It seems it was essential to liberate that hyper-edited video for the always pressing international public opinion. It seemed pathetic to me. I had never seen Fidel like that (maybe it had been decades since I paid him any attention). I remembered the elderly of my family, all too long-lived. Their mandibles and cheekbones and gesticulations were now those of a Fidel guided more or less by Chavez’s infantile incontinence.
I stretched my hand. I wanted to touch the man before it was too late. It’s called piety. Too late could very well be too late for me. My eyes teared up. There is no beauty in the ruins of a human being. There is never justice in that much decadence. It would be monstrous if we didn’t die, but any prattling cadaver is a startling monstrosity. I say it only for my grandparents, it is understood. I say it only for myself.
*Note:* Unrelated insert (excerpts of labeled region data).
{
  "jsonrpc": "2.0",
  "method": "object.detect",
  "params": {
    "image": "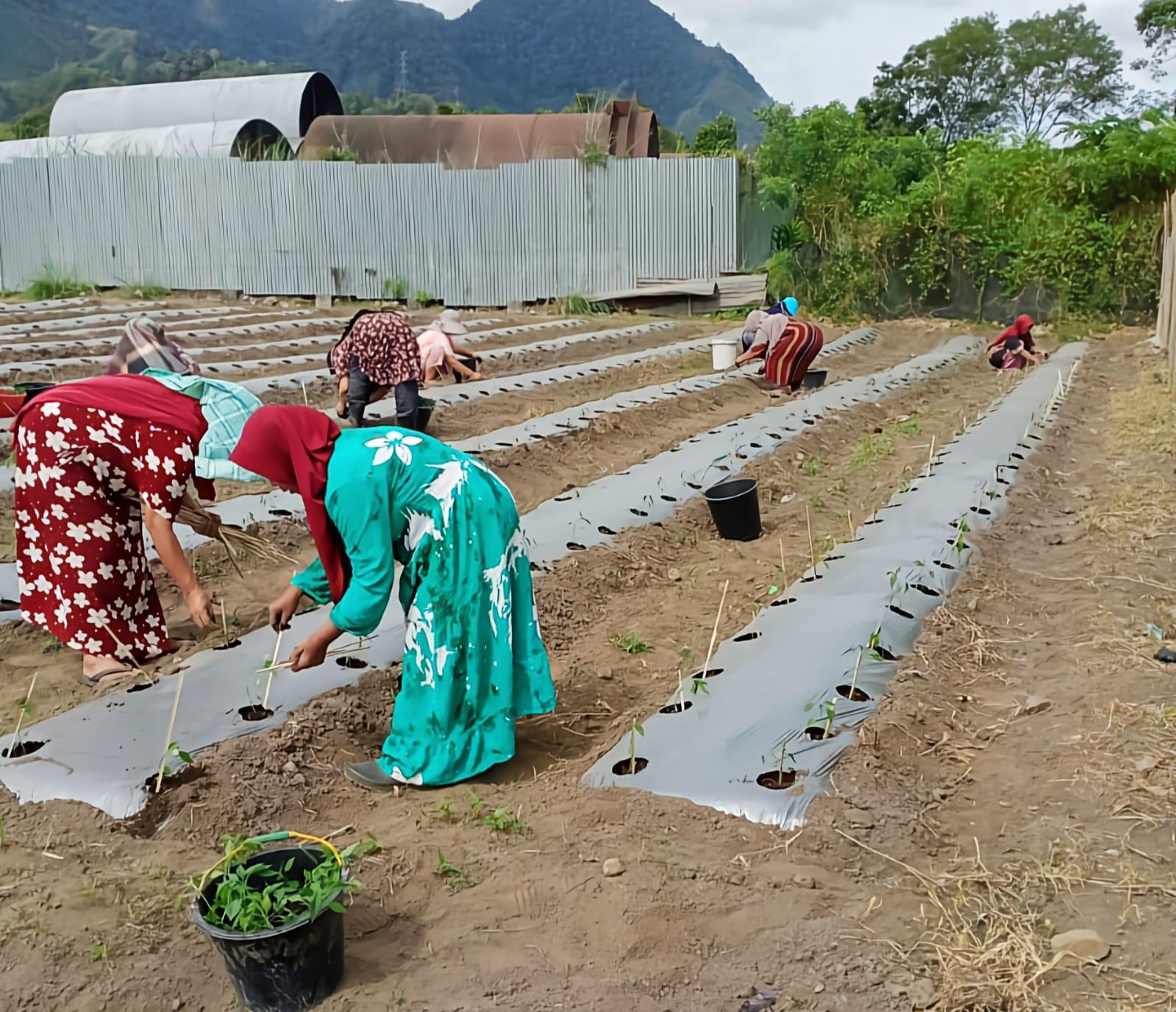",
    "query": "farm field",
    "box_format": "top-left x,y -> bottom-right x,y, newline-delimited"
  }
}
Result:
0,288 -> 1176,1012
When the little video ended, I felt I could not regroup in front of the TV. My joints burned. My cheeks much more. I was hungry. I wanted to go out and buy stuff. Stuff to accompany me to the end of the world. But I didn’t dare. I fancied Planet Cuba as a spectral place, a hologram in past perfect, a fragile fractal whose disciplinary order was to the point of exploding.
My little bones jingled. I felt an insufferable pity for myself. Cuban television was digging the grave where its sensible citizens let themselves fall. I would’ve done it today, almost without noticing. I don’t want to look like that, please. I don’t ever want to see anyone like that.